The couple in the final remaining lawsuit over the destruction of embryos at a Mobile facility moved to end the suit last week.

MONTGOMERY, Ala. — A lawsuit that briefly halted access to in-vitro fertilization services in Alabama and sparked a nationwide controversy appears to be over.

Felicia Burdick-Aysenne and Scott Aysenne, who sought to make a wrongful death claim against a Mobile IVF provider over the accidental destruction of their embryos, filed a motion Friday to dismiss their case with prejudice against The Center for Reproductive Medicine and Mobile Infirmary Medical Center, meaning plaintiffs cannot make the same claim in the same court.

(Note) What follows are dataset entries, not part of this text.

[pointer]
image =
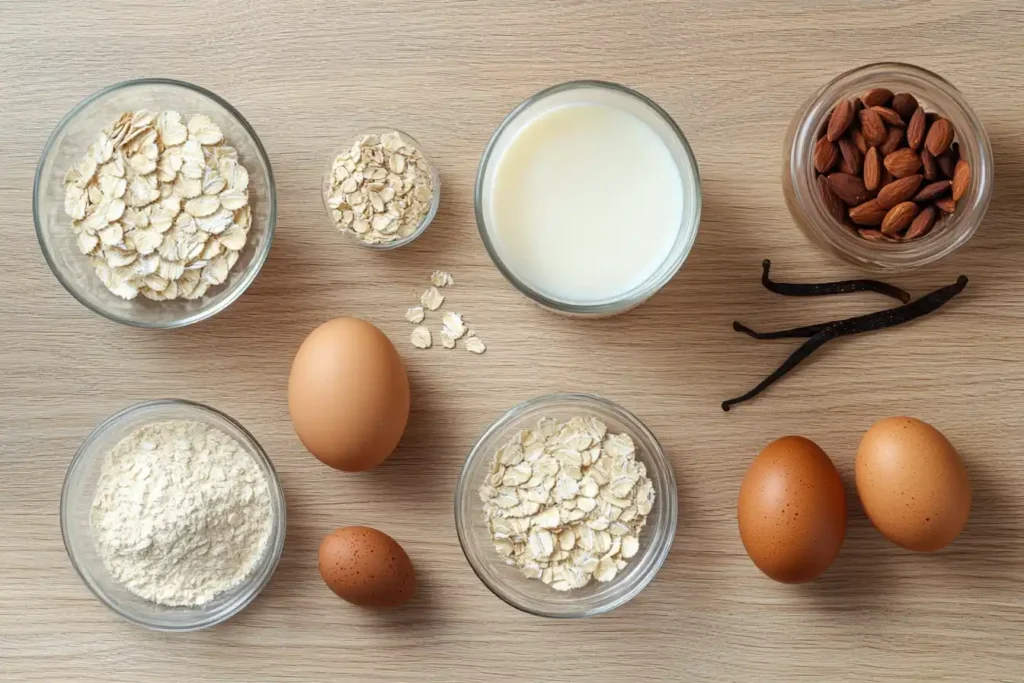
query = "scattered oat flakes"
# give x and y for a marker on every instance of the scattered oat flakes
(475, 345)
(441, 279)
(566, 502)
(448, 341)
(415, 314)
(432, 299)
(160, 206)
(421, 337)
(454, 326)
(381, 188)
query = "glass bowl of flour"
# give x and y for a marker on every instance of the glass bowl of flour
(173, 515)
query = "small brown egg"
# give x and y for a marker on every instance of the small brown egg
(348, 394)
(792, 510)
(367, 567)
(912, 483)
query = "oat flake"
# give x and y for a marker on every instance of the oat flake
(565, 503)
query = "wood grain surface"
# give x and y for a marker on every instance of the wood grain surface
(308, 74)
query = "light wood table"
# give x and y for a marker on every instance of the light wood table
(306, 75)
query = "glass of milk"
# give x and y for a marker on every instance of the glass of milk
(588, 198)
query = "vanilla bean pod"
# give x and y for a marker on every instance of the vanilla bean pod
(851, 326)
(824, 289)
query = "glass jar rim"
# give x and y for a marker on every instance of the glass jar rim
(877, 255)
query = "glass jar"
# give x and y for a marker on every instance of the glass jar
(808, 209)
(660, 123)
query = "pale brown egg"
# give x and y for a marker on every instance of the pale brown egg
(792, 510)
(912, 483)
(367, 567)
(348, 394)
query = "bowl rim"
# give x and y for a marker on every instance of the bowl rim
(649, 288)
(273, 482)
(656, 454)
(259, 258)
(435, 199)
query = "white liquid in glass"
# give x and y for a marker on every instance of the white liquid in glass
(587, 203)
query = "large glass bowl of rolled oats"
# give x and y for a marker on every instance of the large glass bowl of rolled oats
(155, 203)
(566, 506)
(381, 189)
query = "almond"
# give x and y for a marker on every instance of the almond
(939, 137)
(962, 179)
(873, 236)
(840, 120)
(905, 104)
(868, 213)
(848, 187)
(899, 218)
(889, 116)
(825, 155)
(872, 170)
(893, 139)
(887, 177)
(902, 162)
(872, 127)
(922, 224)
(851, 156)
(858, 139)
(915, 129)
(834, 205)
(898, 191)
(933, 190)
(877, 97)
(929, 166)
(947, 163)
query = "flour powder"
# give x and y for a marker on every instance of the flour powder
(181, 513)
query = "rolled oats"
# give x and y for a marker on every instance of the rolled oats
(415, 314)
(565, 503)
(421, 337)
(380, 189)
(432, 299)
(441, 279)
(160, 206)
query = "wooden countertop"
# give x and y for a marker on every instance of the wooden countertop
(308, 74)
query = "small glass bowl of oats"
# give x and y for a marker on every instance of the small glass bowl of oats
(381, 189)
(594, 529)
(155, 203)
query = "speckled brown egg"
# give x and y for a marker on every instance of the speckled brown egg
(367, 567)
(912, 483)
(792, 510)
(348, 394)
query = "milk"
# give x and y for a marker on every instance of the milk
(586, 202)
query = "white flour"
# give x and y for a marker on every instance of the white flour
(181, 513)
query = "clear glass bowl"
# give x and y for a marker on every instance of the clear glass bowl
(434, 202)
(637, 104)
(69, 141)
(534, 596)
(802, 197)
(76, 503)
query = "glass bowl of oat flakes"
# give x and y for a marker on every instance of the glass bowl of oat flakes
(566, 506)
(381, 189)
(155, 203)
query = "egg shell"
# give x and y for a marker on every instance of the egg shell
(367, 567)
(792, 510)
(912, 483)
(348, 394)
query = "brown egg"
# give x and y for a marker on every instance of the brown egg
(348, 394)
(912, 483)
(367, 567)
(792, 510)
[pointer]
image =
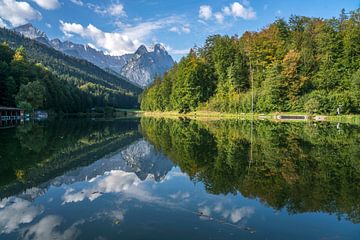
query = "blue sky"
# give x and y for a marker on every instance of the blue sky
(120, 26)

The filing did not state a reason for the decision but said each party will bear the “costs as paid.” 

Messages were left Tuesday with attorneys for the parties. The news was first reported by Lagniappe.

Two other couples — James and Emily LePage and William Tripp Fonde and Caroline Fonde — dropped similar lawsuits against the same clinics in late July. The couples claimed that the cryongenic storage area in the Center for Reproductive Medicine, where their embryos were stored, was left unsecured in 2020, which allowed an individual to walk in and destroy the embryos. 

The parties brought the two lawsuits together to the Alabama Supreme Court, leading to a February decision that halted IVF services in the state.

In a majority opinion, Justice Jay Mitchell wrote that there was no exception for frozen embryos under an 1872 law allowing civil lawsuits for the wrongful death of children, or under a 2018 state constitutional amendment that required the state to “ensure the protection of the rights of the unborn child.”

Alabama Chief Justice Tom Parker, concurring with the opinion, wrote “that even before birth, all human beings bear the image of God, and their lives cannot be destroyed without effacing his glory,” which he argued was set in policy when Alabama voters approved the 2018 amendment.

The ruling led to several IVF programs in the state to temporarily suspend operations and sparked local and national criticism. The Alabama Legislature quickly passed a bill in March that extended criminal and civil immunity to IVF clinics for IVF operations, allowing programs to resume. 

Mobile Infirmary has temporarily resumed IVF treatments at the hospital, but because of litigation concerns, IVF services at the hospital will be halted on Dec. 31.

The Center for Reproductive Health, the other defendant in the case, plans to move its operations to new facilities in Mobile and Dothan.